Cisco-Talos · DavidJBianco · Apr 27, 2026 · Apr 23, 2026 · Apr 23, 2026 · Apr 23, 2026
diff --git a/Makefile b/Makefile
@@ -43,8 +43,10 @@ coverage-html: coverage
 	open htmlcov/index.html || echo "Open htmlcov/index.html in your browser to view the coverage report."
 
 .PHONY: container-local
+DOCKER_TAG := $(shell git branch --show-current | tr -c '[:alnum:]._-' '-')
+
 container-local:
-	docker buildx build -t ghcr.io/cisco-foundation-ai/peak-assistant:$(shell git branch --show-current) --load .
+	docker buildx build -t ghcr.io/cisco-foundation-ai/peak-assistant:$(DOCKER_TAG) --load .
 
 
 .PHONY: container-run
@@ -56,4 +58,4 @@ container-run: container-local
 		--mount "type=bind,src=$(PWD)/.env,target=/home/peakassistant/.env" \
 		--mount "type=bind,src=$(PWD)/mcp_servers.json,target=/home/peakassistant/mcp_servers.json" \
 		-p "127.0.0.1:8501:8501" \
-		ghcr.io/cisco-foundation-ai/peak-assistant:$(shell git branch --show-current)
+		ghcr.io/cisco-foundation-ai/peak-assistant:$(DOCKER_TAG)

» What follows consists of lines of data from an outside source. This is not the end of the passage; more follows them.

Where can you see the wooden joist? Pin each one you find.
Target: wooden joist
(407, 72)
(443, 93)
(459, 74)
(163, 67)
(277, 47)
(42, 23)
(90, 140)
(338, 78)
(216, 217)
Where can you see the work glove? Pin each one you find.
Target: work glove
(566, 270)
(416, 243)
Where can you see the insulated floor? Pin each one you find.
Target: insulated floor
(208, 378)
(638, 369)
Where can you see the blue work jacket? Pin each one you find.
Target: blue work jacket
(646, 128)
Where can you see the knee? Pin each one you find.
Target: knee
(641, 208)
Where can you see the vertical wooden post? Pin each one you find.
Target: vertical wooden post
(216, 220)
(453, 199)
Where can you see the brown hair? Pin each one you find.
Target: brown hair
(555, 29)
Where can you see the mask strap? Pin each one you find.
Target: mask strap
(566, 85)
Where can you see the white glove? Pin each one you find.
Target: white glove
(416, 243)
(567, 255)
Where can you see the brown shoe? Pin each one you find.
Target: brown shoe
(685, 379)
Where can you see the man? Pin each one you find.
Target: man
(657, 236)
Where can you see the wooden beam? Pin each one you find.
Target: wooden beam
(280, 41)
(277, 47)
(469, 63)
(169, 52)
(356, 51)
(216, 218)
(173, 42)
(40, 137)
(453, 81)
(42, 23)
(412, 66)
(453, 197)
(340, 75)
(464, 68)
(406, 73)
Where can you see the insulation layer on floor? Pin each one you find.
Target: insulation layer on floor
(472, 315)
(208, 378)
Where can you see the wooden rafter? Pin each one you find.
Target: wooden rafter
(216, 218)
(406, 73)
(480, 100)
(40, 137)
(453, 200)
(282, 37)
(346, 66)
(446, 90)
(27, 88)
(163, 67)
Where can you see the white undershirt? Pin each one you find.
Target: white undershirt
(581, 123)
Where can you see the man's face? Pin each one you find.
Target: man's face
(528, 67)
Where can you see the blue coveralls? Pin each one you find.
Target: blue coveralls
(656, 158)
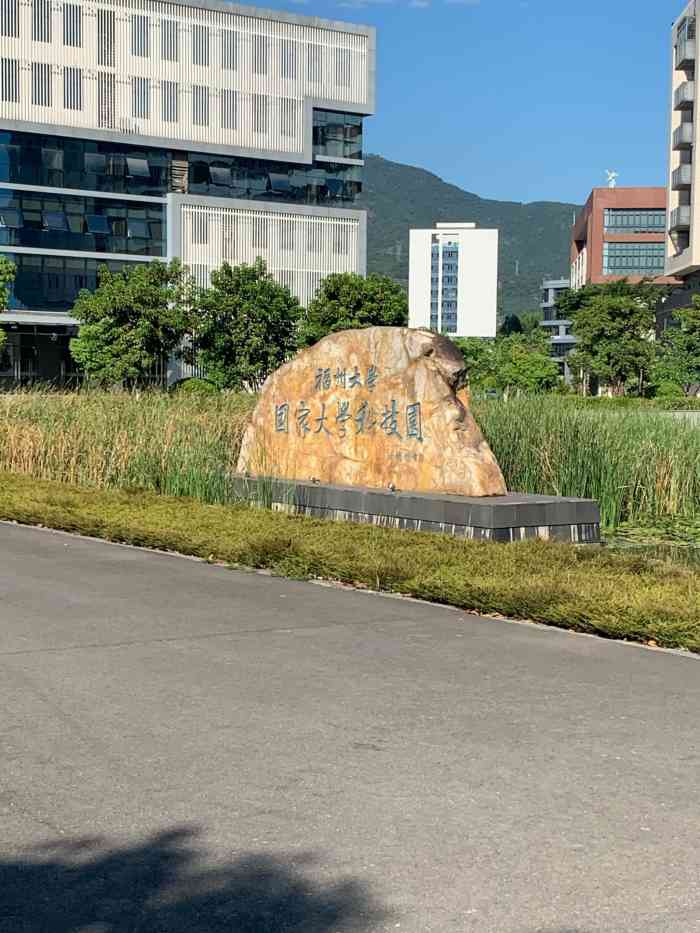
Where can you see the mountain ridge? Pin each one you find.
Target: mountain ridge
(533, 236)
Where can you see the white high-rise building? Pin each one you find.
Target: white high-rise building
(453, 280)
(134, 130)
(683, 234)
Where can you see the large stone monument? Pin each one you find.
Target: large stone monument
(374, 425)
(377, 407)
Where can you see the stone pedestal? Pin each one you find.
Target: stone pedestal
(511, 517)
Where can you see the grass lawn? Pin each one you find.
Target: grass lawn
(585, 589)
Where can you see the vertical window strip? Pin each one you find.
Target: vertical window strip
(200, 45)
(9, 80)
(170, 94)
(200, 105)
(313, 62)
(342, 67)
(72, 88)
(229, 49)
(41, 84)
(259, 113)
(72, 25)
(288, 59)
(229, 109)
(106, 84)
(169, 40)
(140, 98)
(106, 25)
(9, 18)
(41, 20)
(260, 47)
(288, 116)
(140, 35)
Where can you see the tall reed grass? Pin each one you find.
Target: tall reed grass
(639, 464)
(174, 444)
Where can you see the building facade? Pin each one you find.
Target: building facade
(453, 280)
(683, 237)
(558, 329)
(135, 130)
(620, 234)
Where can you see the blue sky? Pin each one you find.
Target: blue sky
(522, 100)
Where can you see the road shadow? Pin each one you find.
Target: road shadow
(166, 885)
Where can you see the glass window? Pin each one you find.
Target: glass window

diff --git a/evaluations/research-agent-team-eval/evaluator.py b/evaluations/research-agent-team-eval/evaluator.py
@@ -36,6 +36,7 @@
 import argparse
 import asyncio
 import aiohttp
+import ipaddress
 from typing import Any, Dict, List, Tuple, Optional
 from collections import defaultdict
 from dataclasses import dataclass, field
@@ -985,8 +986,46 @@ async def evaluate_url_validity_async(
 
         urls = re.findall(r"https?://[^\s\)]+", report)
 
+        def is_safe_public_url(url: str) -> bool:
+            """Block private/internal URL targets to reduce SSRF risk."""
+            try:
+                parsed = urlparse(url)
+                if parsed.scheme not in {"http", "https"}:
+                    return False
+                if not parsed.hostname:
+                    return False
+
+                hostname = parsed.hostname.strip("[]").lower()

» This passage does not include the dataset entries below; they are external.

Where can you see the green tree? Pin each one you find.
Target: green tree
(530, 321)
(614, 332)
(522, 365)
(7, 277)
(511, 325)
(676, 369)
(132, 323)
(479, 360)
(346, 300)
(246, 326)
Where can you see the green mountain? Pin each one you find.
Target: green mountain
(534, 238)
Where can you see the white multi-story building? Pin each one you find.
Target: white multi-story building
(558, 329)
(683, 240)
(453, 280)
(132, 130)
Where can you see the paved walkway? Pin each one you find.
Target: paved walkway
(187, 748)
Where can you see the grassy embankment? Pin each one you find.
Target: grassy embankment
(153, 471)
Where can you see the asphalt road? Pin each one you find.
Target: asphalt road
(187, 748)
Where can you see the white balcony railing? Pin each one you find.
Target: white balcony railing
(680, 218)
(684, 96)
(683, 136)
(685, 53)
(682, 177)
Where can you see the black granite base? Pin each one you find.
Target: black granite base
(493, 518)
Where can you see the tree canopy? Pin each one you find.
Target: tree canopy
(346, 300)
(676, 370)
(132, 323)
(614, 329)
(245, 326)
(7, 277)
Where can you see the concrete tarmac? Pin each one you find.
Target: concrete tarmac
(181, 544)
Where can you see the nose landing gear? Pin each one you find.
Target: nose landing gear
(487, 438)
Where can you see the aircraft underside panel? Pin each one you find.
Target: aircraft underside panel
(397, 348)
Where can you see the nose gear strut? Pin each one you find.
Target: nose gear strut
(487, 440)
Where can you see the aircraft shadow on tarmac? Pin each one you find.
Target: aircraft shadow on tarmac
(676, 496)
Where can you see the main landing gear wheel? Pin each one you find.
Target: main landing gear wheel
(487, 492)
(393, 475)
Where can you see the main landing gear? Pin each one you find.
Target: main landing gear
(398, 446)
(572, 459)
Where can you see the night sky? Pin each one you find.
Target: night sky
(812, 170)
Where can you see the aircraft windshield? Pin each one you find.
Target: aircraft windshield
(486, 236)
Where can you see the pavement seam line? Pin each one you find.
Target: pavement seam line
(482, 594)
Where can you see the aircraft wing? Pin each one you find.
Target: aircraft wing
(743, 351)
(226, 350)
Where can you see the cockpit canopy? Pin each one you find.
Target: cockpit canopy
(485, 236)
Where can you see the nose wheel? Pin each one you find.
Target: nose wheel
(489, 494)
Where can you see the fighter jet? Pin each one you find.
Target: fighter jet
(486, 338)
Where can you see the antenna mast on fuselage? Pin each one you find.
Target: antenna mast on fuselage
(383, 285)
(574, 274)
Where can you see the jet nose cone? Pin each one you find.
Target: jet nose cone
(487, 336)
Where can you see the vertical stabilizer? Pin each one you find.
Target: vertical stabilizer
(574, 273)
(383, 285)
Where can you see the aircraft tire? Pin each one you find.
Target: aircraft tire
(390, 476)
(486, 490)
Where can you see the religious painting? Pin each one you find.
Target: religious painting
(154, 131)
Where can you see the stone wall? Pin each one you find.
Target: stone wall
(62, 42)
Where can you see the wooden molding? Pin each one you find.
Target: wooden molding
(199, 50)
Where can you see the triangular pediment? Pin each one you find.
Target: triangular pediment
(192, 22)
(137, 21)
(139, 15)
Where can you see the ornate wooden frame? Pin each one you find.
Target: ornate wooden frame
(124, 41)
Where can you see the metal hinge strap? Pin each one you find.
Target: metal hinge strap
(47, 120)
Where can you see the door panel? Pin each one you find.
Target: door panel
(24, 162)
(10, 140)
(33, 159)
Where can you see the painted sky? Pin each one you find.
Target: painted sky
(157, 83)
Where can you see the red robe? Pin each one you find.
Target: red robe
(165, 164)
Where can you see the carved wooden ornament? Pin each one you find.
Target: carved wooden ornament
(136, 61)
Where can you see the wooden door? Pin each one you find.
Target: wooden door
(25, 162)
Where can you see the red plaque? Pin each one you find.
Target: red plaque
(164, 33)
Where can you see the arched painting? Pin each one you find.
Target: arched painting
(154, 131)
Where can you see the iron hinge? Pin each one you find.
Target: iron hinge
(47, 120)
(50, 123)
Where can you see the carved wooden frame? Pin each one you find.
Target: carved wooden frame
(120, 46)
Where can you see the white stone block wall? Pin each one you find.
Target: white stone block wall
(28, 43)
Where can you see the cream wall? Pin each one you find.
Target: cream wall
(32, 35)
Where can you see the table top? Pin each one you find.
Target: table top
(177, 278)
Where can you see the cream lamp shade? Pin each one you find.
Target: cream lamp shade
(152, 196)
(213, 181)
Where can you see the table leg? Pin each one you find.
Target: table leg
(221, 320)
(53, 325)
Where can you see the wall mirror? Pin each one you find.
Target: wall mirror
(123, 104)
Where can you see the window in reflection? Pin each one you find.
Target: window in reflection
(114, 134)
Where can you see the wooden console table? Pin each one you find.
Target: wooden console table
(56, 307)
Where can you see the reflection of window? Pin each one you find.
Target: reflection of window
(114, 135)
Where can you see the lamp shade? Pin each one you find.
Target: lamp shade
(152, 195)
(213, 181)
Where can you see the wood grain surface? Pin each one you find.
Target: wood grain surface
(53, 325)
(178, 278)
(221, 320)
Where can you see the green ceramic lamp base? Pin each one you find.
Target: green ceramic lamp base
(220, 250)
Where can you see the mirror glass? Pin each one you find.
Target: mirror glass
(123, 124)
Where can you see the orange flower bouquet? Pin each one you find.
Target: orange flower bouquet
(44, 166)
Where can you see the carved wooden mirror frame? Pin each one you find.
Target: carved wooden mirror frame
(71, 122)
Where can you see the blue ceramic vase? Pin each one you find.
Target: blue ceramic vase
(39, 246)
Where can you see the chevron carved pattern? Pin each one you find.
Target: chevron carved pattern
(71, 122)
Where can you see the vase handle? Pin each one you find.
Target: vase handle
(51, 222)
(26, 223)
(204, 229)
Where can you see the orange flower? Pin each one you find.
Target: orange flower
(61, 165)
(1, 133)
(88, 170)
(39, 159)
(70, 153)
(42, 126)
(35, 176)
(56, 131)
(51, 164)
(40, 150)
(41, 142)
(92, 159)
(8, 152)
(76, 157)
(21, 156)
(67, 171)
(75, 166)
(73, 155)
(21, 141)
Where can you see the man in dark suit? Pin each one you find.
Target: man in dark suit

+                if hostname in {"localhost", "localhost.localdomain"}:
+                    return False
+                if hostname.endswith(".local"):
+                    return False
+
+                try:
+                    ip = ipaddress.ip_address(hostname)
+                    if (
+                        ip.is_private
+                        or ip.is_loopback
+                        or ip.is_link_local
+                        or ip.is_multicast
+                        or ip.is_reserved
+                        or ip.is_unspecified
+                    ):
+                        return False
+                except ValueError:
+                    # Hostname is not a direct IP literal; keep it eligible.
+                    pass
+
+                return True
+            except Exception:
+                return False
+
+        safe_urls = [url for url in urls if is_safe_public_url(url)]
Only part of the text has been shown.